Another related question is that what role does the product measure space of a countably infinite copies of $(\Omega, \mathcal{B})$ play in the theory?
Thanks so much for answering my first question on mathexchange!
 A: In this sort of situation, $(X_n)_{n=1}^{\infty}$ are considered to be simultaneously defined on $(\Omega,\mathcal{B},P)$. So, if we define $S_n:=X_1+\cdots+X_n$, then your second option is the correct one: we think of $S_n:\Omega\rightarrow\mathbb{R}$ by
$$
S_n(\omega):=X_1(\omega)+\cdots+X_n(\omega).
$$
As to your second question... one place that the product measure space comes in handy is this: given a random variable $X$ on some probability space $(\Omega,\mathcal{F},P)$, you can use the countable product of separate copies of $\Omega$, with the product $\sigma$-algebra and product measure, to construct a new space $(\Omega',\mathcal{F}',P')$ and random variables $(X_n)_{n=1}^{\infty}$, $X_n:\Omega'\rightarrow\mathbb{R}$, such that the $(X_n)$ are independent and identically distributed, and have the same (marginal) distributions as $X$.

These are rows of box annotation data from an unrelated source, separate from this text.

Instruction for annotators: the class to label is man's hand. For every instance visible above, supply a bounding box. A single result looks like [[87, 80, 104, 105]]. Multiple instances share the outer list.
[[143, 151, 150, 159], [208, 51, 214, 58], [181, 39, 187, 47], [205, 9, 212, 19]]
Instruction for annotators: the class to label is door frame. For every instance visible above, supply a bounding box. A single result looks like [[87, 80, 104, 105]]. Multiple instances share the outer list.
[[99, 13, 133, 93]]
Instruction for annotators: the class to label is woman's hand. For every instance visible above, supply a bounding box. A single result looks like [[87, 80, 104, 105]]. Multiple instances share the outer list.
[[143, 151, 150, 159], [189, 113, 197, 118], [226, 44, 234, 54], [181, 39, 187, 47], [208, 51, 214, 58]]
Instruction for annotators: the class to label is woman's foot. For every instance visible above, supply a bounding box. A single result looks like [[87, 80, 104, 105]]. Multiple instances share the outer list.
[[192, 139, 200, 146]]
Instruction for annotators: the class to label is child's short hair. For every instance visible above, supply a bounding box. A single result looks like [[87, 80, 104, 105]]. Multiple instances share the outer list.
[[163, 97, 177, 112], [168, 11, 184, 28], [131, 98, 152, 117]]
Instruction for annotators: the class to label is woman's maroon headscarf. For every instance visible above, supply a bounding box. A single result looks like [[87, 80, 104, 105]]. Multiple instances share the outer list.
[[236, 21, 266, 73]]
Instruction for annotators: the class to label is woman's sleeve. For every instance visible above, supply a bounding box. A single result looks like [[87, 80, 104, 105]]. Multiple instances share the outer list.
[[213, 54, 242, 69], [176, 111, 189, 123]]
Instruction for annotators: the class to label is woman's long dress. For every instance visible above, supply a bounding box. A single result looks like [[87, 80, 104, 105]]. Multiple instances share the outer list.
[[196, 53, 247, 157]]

A: The $S_n$ are defined on $(\Omega,\mathcal B,P)$.
Infinite product measure spaces come into play when you want to show that, given a random variable $X$ defined on, say, $(\Omega_0,\mathcal B_0,P_0)$, it is indeed possible to define a sequence of independent random variables with the same distribution as $X$.
Specifically, let $P_X$ be the distribution of $X$, which is a probability measure on $\mathbb R$. If you define $(\Omega,P)$ to be the infinite product of countably many copies of $(\mathbb R,P_X)$, that is, 
$\Omega=\mathbb R^{\mathbb N}$ and $P=\otimes_0^\infty P_n$ where $P_n=P_X$ for all $n$, then the coordinate functions $X_n(\omega_1,\omega_2,\dots ,)=\omega_n$ do the job.
A: One can regard $X_1$ as having a particular measure space as its domain and $(X_1,\ldots,X_n)$ as having as its domain the $n$-fold Cartesian product of that space with itself, and if one calls that last space $(\Omega,\mathcal{F},P)$, then all of the components are defined on that one space.  But it's not necessary for all that to be true in order to draw conclusions about the distribution of $(X_1,\ldots,X_n)$ when the fact that they are i.i.d. is known.  The fact that they are i.i.d. and the distribution of $X_1$ determine the distribution of $(X_1,\ldots,X_n)$.  For many purposes one can just regard the range of $X_1$ as the probability space on which $X_1$ is defined and the $n$-fold product of that range with itself as the space on which $(X_1,\ldots,X_n)$ is defined.
A: Suggestion. In law of large number theories you always can assume that you work in the following model:
Let $F$ be a distribution function defined in the real axis $R$.  Let $\mu$ be a Borel  probability measure in $R$ defined by $F$. We set $R_i=R$, $B_i=B(R)$ and $\mu_i=\mu$ for $i \in N$, where $N$ is a set of all natural numbers.  We put $(\Omega, F, P):=\prod_{i \in N}(R_i, B(R_i), \mu_i)$ and $X_n((\omega_k)_{k \in N})=\omega_k$ for $n \in N$ and $(\omega_k)_{k \in N} \in R^{\infty}$.   
Then  $( X_k)_{k \in N}$ stands an example of independent identical random variables (with a distribution function $F$)  on probability space $(Ω,B,P)$ and $S_n((\omega_k)_{k \in N})=\sum_{k=1}^n\omega_k$.